Фьора была уже возле клетки, она оказалась на одном уровне с пленником благодаря тому, что сидела на муле. Чтобы приостановить его движение, она ухватилась за одну из перекладин:
— Возьмите это вино, мой друг, и выпейте его!
Звук ее мягкого голоса проник сквозь толщу отчуждения, которым этот человек отгородился от всего мира, чтобы никого не видеть и не слышать. Он приподнял голову, опущенную на руки, показав свое исхудавшее, но такое знакомое Фьоре лицо.
— Матье! — прошептала она, в то время как пленник быстро схватил запотевший кувшинчик и стал из него с жадностью пить. — Матье де Прам! Но как вы здесь очутились? Где Филипп?

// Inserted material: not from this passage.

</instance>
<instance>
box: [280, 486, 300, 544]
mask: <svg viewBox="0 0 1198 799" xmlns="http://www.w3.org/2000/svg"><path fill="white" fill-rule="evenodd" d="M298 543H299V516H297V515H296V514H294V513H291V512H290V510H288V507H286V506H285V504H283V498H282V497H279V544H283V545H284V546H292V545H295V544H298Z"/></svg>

Услышав свое имя, несчастный вздрогнул и взглянул на нее поверх кувшина. В глазах его была скорбь.
— Умер!.. — произнес он наконец. — Его взяли… как мятежника, в Дижоне… и казнили. Я хотел поднять народ, чтобы спасти его от эшафота. Вот за это меня и схватили.
На какое-то мгновение воцарилось глубочайшее молчание.
С остановившимся сердцем Фьора взглянула на закованного в цепи человека. Ей показалось, что голос ее, ставший вдруг странно беззвучным, доносится откуда-то издалека.
— Умер? Вы хотите сказать… что его убили?
— Да, люди короля. Губернатор Дижона, сир де Краон! Сам я не видел, как он умирал, меня увели до казни… но он уже был на эшафоте… Простите меня! Вы помогли мне, а я причинил вам боль.
Фьора уже ничего не слышала. Вокруг нее все закачалось.
Пронзительно синее небо, флюгеры замка, перекладины клетки и взволнованное лицо молодого пленника, который расширенными глазами смотрел, как она бледнеет, не в силах ей чем-нибудь помочь.
К счастью, Леонарда оказалась поблизости. Пришпорив своего мула, она в одно мгновение очутилась возле Фьоры и как раз успела ее подхватить.
— Помогите же! — вскричала она. — Разве вы не видите, что с ней обморок? Или у вас вместо сердец бесчувственные камни?
Сержант кинулся ей на помощь, а из толпы к ней уже протискивались сердобольные женщины.
— Я не должен был пускать ее! — сокрушался солдат.
— Разве можно ее удержать, если она чего захочет? Но надо признать, что ей в ее состоянии не подобало видеть этого несчастного. Не могли бы вы содержать ваших пленников в более человеческих условиях?
Раздосадованный неожиданной задержкой, солдат с беспокойством оглянулся вокруг, потом наклонился к старой даме и быстро прошептал:
— Она знает этого человека? Это ее друг?